One consequence of these campus demonstrations is that many students want to renegotiate their university experience. They find it too difficult or too traditional, and they didn't sign up for that. They can't do the work, want to be excused from finals, and want their senior projects dropped.
Employers have noticed this trend. They don't want to hire these students because they see them on TV every night, protesting and causing trouble. These students are seen as coddled, entitled, and lacking in skills. Employers prefer graduates from schools like Georgia Tech, Texas A&M, or the University of Tennessee over Columbia or Yale graduates. These universities' degrees no longer signify the same level of excellence.
The Ivy League and American higher education elites are going the way of Disney, Bud Light, Target, and CNN. They don't know it, but it's happening as we speak.
I don’t use my android on the internet very much, either.
Thanks for the link to block them on my laptop.
Won't work.
The students are selected for high intelligence but also high academic achievement, which usually means conformity to "what THEY want".
The demonstrators aspire to rule the country, and they are simply conforming to what the silver ponytails who control their future expect.
Please do it La! This u-origin ad block is the first thing I install.
Will do. Thanks again.
He is right about not wanting to hire ivy league students. Leave them for someone else. One of my favorite places to hire engineers was the University of Houston. Why?
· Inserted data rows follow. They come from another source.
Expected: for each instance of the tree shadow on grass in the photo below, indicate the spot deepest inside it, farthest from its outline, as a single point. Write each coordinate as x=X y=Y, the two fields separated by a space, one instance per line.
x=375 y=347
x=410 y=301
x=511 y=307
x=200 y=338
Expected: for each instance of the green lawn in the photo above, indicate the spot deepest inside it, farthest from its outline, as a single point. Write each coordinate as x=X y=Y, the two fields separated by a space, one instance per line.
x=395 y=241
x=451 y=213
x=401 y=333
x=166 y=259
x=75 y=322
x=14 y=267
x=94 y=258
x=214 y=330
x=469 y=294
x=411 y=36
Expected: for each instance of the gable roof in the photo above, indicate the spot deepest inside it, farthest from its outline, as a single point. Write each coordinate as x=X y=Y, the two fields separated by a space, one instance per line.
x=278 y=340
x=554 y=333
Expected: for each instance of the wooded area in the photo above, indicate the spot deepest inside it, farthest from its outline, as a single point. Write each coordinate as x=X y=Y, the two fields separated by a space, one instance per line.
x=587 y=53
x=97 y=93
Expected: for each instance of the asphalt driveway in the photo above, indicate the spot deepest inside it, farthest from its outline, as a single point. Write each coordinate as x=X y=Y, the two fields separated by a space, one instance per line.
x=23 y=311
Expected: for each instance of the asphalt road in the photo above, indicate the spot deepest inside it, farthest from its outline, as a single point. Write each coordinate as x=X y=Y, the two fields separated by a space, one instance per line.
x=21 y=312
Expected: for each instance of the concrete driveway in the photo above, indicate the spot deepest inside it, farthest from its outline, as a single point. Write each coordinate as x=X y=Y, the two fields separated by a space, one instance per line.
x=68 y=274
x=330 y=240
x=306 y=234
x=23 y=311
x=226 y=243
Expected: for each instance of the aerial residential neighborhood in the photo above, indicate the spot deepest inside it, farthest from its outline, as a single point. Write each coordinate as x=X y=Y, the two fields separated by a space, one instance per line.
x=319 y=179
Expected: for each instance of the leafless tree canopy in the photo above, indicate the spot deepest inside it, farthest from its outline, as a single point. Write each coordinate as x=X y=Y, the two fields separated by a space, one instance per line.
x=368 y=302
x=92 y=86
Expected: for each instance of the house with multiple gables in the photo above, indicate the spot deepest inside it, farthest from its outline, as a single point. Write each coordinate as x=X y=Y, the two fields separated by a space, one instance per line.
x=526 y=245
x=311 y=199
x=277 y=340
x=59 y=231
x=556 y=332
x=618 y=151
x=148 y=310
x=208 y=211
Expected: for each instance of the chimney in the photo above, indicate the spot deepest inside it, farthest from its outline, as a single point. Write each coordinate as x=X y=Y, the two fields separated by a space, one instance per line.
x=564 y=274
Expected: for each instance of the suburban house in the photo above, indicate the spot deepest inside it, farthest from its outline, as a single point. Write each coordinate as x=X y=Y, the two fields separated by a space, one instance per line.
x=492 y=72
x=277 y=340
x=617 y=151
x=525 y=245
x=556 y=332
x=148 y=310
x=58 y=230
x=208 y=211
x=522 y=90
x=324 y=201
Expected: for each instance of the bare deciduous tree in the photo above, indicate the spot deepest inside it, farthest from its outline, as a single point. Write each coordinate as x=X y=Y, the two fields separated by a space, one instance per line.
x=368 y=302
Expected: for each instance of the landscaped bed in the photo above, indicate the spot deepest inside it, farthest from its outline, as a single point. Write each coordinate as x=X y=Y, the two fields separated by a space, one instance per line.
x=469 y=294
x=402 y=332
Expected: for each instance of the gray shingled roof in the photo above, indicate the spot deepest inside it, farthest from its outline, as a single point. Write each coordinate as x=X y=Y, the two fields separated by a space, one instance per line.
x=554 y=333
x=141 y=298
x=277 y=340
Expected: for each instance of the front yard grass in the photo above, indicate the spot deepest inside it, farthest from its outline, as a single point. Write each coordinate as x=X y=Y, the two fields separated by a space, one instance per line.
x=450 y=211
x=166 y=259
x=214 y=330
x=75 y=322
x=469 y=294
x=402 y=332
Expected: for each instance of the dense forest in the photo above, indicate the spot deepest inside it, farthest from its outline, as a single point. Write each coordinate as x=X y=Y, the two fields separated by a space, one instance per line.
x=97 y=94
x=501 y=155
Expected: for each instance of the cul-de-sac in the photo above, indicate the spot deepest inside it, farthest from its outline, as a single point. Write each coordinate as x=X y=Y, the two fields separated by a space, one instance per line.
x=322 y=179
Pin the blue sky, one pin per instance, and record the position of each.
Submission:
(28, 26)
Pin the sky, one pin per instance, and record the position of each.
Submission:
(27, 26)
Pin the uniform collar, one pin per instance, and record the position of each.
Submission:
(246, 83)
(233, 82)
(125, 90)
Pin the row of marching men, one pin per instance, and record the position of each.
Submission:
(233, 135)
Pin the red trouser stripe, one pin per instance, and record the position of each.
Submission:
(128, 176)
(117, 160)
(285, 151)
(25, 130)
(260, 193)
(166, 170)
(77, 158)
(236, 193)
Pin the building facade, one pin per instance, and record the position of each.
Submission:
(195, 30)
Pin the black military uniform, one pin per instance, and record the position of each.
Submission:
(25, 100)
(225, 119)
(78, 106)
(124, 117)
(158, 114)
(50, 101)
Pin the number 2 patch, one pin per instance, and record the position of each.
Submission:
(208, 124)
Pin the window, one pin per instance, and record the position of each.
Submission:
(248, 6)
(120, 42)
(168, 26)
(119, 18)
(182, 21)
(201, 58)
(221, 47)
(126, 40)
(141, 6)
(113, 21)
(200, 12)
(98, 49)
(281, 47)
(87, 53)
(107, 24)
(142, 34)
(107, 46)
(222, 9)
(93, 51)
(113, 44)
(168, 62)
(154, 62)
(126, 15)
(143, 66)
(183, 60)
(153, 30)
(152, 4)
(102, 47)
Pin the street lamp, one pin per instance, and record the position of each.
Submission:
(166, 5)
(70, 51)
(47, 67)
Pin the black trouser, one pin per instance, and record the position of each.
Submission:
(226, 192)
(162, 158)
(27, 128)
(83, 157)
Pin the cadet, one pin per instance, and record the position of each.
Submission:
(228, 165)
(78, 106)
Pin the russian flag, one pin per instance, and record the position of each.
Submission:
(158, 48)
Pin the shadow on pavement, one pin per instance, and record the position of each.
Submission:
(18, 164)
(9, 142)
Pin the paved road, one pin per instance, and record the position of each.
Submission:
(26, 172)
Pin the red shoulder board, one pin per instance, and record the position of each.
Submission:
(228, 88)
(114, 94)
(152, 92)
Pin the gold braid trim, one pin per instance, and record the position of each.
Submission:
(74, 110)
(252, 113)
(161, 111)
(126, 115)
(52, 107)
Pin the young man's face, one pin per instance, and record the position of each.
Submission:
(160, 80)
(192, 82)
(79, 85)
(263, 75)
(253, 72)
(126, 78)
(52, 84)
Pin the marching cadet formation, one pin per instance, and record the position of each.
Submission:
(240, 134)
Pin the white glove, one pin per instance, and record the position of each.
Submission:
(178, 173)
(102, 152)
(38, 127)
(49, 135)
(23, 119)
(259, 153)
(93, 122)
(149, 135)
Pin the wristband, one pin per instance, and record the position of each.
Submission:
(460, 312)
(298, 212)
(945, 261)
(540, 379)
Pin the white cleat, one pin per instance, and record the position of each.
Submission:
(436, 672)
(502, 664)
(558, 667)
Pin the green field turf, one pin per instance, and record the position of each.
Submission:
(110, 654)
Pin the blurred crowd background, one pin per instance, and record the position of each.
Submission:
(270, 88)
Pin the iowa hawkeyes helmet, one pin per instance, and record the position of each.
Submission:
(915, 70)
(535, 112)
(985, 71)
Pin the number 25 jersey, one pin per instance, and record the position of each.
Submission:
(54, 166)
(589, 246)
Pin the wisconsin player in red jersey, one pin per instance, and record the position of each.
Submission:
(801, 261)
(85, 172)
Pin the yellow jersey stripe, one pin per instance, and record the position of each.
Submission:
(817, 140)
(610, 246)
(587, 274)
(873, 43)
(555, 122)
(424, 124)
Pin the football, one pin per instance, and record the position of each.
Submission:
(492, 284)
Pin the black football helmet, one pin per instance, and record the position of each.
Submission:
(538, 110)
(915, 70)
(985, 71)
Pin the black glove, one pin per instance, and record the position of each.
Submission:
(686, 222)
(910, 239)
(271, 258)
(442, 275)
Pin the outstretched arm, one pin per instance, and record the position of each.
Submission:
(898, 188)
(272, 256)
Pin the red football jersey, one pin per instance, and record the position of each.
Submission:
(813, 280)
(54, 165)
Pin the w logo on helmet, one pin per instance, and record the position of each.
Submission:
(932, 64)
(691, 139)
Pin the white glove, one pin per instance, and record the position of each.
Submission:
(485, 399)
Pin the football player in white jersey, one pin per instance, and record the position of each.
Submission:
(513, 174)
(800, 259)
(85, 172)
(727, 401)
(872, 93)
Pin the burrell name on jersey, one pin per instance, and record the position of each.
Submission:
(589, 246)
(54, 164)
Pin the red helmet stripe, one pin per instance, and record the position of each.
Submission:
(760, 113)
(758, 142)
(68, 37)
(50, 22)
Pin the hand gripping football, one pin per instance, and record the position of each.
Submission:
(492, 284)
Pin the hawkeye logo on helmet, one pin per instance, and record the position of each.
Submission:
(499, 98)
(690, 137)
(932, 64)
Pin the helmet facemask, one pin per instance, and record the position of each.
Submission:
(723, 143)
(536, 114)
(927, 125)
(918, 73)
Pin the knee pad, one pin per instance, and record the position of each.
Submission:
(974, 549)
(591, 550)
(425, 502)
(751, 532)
Almost all the students went there because they had to stay at home and work their way through school. They were also solid students who were not in the top 10% of their high school class and could not get into A&M or UT. Still, they were very solid students, trained well enough, knew how to learn and more importantly, knew how to work and produce results even with outside interference. Topping the list came A&M and Oklahoma State for engineers.
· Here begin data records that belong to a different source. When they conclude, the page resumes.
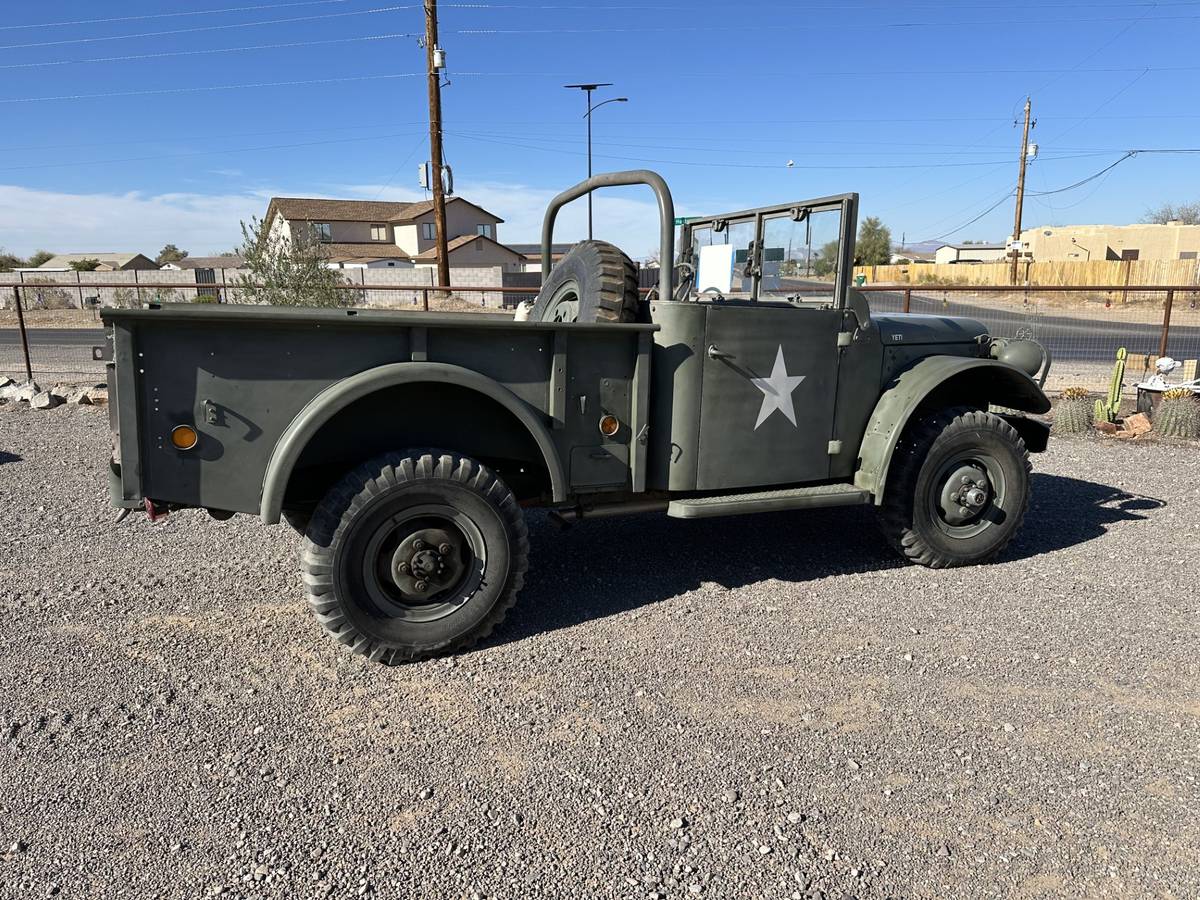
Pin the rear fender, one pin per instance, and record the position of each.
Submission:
(340, 395)
(942, 382)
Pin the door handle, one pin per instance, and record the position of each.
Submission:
(714, 353)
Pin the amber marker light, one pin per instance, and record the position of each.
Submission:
(184, 437)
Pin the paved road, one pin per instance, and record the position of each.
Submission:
(1071, 337)
(781, 711)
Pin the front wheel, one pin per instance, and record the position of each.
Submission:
(408, 557)
(958, 489)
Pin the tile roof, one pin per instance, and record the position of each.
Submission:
(461, 241)
(371, 250)
(306, 209)
(413, 211)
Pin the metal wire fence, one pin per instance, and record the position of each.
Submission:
(1081, 327)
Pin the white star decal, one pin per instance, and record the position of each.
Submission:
(777, 391)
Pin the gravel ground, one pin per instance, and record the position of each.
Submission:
(766, 707)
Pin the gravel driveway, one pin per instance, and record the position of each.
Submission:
(763, 707)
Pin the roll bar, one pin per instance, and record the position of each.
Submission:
(616, 179)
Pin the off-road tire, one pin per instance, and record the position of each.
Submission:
(343, 579)
(594, 282)
(297, 520)
(929, 448)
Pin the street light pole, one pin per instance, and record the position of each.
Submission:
(587, 89)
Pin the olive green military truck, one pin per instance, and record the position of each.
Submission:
(406, 447)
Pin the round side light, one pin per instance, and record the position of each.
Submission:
(184, 437)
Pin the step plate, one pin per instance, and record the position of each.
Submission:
(736, 504)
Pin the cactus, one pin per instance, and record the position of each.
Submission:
(1107, 409)
(1179, 414)
(1073, 414)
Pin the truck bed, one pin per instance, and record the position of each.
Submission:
(245, 376)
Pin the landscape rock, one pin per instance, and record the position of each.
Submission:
(27, 391)
(1138, 425)
(45, 400)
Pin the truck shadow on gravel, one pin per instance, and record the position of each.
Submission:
(607, 567)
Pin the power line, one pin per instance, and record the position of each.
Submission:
(171, 15)
(208, 28)
(197, 53)
(77, 163)
(211, 88)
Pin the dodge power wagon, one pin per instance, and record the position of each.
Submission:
(406, 447)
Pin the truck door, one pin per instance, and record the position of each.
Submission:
(769, 377)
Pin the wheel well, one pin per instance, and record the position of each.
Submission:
(419, 417)
(982, 387)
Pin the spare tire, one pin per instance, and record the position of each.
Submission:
(594, 282)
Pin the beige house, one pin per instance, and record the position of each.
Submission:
(1173, 240)
(475, 251)
(951, 253)
(109, 262)
(379, 233)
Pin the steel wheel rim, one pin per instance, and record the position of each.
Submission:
(444, 597)
(948, 496)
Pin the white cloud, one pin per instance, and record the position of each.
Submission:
(202, 223)
(79, 222)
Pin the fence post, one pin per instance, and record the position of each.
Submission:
(1167, 322)
(24, 337)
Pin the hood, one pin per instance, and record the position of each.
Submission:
(915, 329)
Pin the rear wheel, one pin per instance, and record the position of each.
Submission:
(958, 489)
(594, 282)
(413, 556)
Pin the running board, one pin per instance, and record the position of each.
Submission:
(736, 504)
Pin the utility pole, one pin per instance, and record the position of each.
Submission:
(439, 201)
(1020, 192)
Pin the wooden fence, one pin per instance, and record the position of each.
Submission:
(1098, 271)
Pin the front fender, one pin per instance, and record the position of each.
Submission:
(949, 381)
(337, 396)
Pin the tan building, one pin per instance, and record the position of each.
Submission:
(108, 262)
(376, 233)
(1135, 241)
(474, 251)
(949, 253)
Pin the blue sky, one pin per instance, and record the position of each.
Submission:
(910, 103)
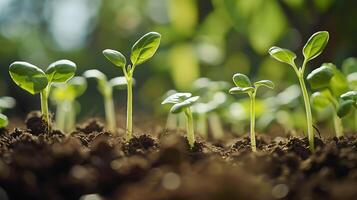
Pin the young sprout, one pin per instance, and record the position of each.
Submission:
(243, 85)
(34, 80)
(348, 103)
(142, 50)
(321, 79)
(105, 87)
(64, 95)
(182, 103)
(313, 48)
(5, 103)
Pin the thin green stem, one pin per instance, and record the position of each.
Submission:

Yep. My go-to AI platforms are Claude, ChatGPT-4o, and Perplexity. I am a monthly subscriber to Claude Pro, but I think most of what I need is available on the free version.
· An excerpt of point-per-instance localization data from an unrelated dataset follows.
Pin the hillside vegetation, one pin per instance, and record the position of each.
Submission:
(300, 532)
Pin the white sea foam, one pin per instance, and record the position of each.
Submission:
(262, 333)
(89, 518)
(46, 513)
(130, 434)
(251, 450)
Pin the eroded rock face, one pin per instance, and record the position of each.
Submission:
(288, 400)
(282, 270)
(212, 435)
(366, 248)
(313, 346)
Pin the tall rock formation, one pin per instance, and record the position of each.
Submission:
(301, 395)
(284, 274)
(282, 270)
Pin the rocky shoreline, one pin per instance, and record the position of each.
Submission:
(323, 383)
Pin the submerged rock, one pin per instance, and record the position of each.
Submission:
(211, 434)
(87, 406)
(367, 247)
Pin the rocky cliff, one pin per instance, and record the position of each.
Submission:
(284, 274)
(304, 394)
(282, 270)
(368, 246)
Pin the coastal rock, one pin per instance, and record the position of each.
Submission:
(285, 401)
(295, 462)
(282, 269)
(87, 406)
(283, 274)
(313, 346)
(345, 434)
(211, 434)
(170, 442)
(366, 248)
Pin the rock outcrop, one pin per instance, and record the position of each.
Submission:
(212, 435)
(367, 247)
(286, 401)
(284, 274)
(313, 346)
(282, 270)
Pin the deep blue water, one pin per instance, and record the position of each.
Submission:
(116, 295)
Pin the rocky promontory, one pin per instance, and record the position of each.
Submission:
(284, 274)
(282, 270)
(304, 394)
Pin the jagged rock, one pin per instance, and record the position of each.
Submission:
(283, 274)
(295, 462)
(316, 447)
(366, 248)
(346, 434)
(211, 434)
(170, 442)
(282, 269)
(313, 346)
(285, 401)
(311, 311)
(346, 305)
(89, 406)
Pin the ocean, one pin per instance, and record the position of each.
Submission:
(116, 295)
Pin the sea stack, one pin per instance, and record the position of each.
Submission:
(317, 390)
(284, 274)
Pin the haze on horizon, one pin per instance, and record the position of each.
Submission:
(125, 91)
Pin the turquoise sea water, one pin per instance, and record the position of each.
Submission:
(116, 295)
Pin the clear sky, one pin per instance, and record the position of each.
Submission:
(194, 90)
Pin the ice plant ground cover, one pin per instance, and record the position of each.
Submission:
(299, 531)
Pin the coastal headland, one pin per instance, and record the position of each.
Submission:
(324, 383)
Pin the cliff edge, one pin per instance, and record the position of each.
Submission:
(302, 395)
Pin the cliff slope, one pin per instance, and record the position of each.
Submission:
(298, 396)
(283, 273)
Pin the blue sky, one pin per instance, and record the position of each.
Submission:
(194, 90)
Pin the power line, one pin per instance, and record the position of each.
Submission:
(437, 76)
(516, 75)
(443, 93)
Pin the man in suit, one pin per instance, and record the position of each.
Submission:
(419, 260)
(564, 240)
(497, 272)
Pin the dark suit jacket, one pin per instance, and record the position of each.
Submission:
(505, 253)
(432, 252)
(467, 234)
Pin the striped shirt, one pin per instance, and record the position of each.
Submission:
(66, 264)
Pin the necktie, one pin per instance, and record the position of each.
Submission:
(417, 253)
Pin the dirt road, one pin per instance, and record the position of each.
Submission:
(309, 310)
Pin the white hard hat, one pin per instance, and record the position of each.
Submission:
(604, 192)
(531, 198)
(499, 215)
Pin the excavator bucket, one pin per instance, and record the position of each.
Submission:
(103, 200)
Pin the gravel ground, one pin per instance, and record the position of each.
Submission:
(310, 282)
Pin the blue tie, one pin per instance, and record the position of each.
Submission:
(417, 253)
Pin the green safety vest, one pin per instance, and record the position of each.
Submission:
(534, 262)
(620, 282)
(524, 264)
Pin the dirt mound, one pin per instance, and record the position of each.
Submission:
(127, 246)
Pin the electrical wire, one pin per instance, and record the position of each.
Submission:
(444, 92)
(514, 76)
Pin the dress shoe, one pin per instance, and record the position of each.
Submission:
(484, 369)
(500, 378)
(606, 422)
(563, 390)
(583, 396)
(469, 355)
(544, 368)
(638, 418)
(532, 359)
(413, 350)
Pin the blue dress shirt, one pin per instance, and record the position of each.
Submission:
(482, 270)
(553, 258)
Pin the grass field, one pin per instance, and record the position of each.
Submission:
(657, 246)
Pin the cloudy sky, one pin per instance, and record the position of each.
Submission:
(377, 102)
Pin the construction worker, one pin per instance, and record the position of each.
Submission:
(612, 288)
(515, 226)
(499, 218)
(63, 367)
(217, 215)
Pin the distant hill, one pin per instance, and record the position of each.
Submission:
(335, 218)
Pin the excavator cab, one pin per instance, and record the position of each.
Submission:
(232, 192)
“Ancient College Tuitions”
Back in the 70’s tuition for my Chem E degree at NJIT was, if I remember correctly, all of about $350 for the semester. My son graduated from RPI at, again if I remember correctly, about $50k per year, for his Electrical and Bio Engineering degrees, and that was 15 years ago! ,
One thing about all this DEI stuff, and true for both me and my son, we were both lucky that our respective engineering schools focused only on engineering.
My son, after graduating from FL State law scool, went on for a Computer science masters at Columbia, and was amazed at what was going on there, with respect to DEI. In a nut shell, he commented that the students, professors, and curriculum in the liberal arts section of Columbia lacked the seriousness that he experienced in law or his engineering school.